Workers' councils. Advocated by some left-wingers as the means to fight capitalism, overthrow it, and establish and administer socialist society. Workers' councils, comprised of delegates from workplaces to co-ordinate the struggle, are to be distinguished from Works' Councils. The latter are currently being sponsored by the European Union, as a means to 'industrial democracy', by encouraging workers to be more competitive and productive in conjunction with their bosses. (See also DEMOCRACY.)
Reading
Bricaner, S., Pannekoek and the Workers' Councils, 1978.

Working class. All those who are excluded from the ownership and control of the means of wealth production and distribution and depend for their existence on wages and salaries or incomes derived from them. In Britain this is over 90% of the population, the remainder being mostly the capitalist class - those who live on unearned income derived from their ownership of land and invested capital.

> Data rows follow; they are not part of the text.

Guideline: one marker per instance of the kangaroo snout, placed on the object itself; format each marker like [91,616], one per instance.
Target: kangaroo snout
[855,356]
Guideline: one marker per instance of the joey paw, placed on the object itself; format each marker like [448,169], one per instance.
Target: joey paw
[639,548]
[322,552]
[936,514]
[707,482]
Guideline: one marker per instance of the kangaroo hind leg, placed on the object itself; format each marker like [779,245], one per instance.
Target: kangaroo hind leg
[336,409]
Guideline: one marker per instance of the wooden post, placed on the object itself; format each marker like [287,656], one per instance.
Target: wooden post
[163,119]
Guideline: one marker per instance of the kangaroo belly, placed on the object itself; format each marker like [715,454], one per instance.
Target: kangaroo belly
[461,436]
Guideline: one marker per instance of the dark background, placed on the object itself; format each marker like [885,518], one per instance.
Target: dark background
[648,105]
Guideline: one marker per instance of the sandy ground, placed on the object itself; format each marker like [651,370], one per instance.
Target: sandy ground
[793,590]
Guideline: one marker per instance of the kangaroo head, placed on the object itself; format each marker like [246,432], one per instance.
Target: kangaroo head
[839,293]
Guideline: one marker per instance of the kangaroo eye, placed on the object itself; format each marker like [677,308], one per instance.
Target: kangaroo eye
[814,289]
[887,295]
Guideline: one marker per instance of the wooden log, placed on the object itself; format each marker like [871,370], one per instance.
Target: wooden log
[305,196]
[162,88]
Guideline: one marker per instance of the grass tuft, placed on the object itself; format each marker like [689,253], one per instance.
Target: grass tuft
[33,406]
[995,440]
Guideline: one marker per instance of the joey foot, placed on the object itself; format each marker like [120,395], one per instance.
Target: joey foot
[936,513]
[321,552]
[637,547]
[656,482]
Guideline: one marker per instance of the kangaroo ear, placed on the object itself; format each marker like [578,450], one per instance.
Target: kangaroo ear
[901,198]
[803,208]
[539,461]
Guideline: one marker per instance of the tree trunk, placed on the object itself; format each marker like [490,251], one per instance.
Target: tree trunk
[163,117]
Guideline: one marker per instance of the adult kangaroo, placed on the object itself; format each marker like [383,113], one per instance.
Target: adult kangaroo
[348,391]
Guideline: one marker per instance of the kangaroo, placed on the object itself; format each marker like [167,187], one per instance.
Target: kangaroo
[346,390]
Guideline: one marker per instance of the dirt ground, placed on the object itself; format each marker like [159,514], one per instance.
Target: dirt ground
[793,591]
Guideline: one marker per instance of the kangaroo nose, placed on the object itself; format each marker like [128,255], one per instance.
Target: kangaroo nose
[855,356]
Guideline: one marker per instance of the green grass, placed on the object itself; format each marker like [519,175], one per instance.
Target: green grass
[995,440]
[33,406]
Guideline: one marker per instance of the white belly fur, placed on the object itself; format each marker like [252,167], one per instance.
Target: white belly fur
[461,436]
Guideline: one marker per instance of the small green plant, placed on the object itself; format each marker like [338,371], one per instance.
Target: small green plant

As shorthand, Socialists sometimes refer to the working class as wage slaves or wage and salary earners. This, however, is a way of bringing out the importance of wage labour for capitalism, and is not a value judgement by Socialists on the worth or importance of the people involved. The life-blood of this system is the pumping of surplus value out of wage labour. But in fact employees constitute only about half the total number of the working class. Of necessity, there are many roles within the working class that are needed to facilitate the reproduction cycle of labour power, such as schoolchildren, housewives, pensioners and so on. The whole working class is involved in creating, maintaining and reproducing labour power. For the benefit of the capitalist class. (See also CAPITALIST CLASS; CLASS.)
Reading
Thompson, E.P., The Making of the English Working Class, 1968.

Zero growth. Capitalism is primarily an economic system of competitive capital accumulation out of the surplus value produced by wage labour. As a system it must continually accumulate or go into crisis. Consequently, human needs and the needs of our natural environment take second place to this imperative. The result is waste, pollution, environmental degradation and unmet needs on a global scale. The ecologist's dream of a sustainable 'zero growth' within capitalism will always remain just that, a dream.
However, on the new basis of common ownership, democratic control and production solely for use, socialist society will be able to sustain a stable and sympathetic relationship with nature. After clearing up the mess left by capitalism and a possible initial increase in production to eliminate poverty, production can be expected to settle down and level off at a level sufficient to provide for human and environmental needs. (See also ECOLOGY; NEEDS; SOCIALISM.)
Reading
Pepper, D., Modern Environmentalism: An Introduction, 1996.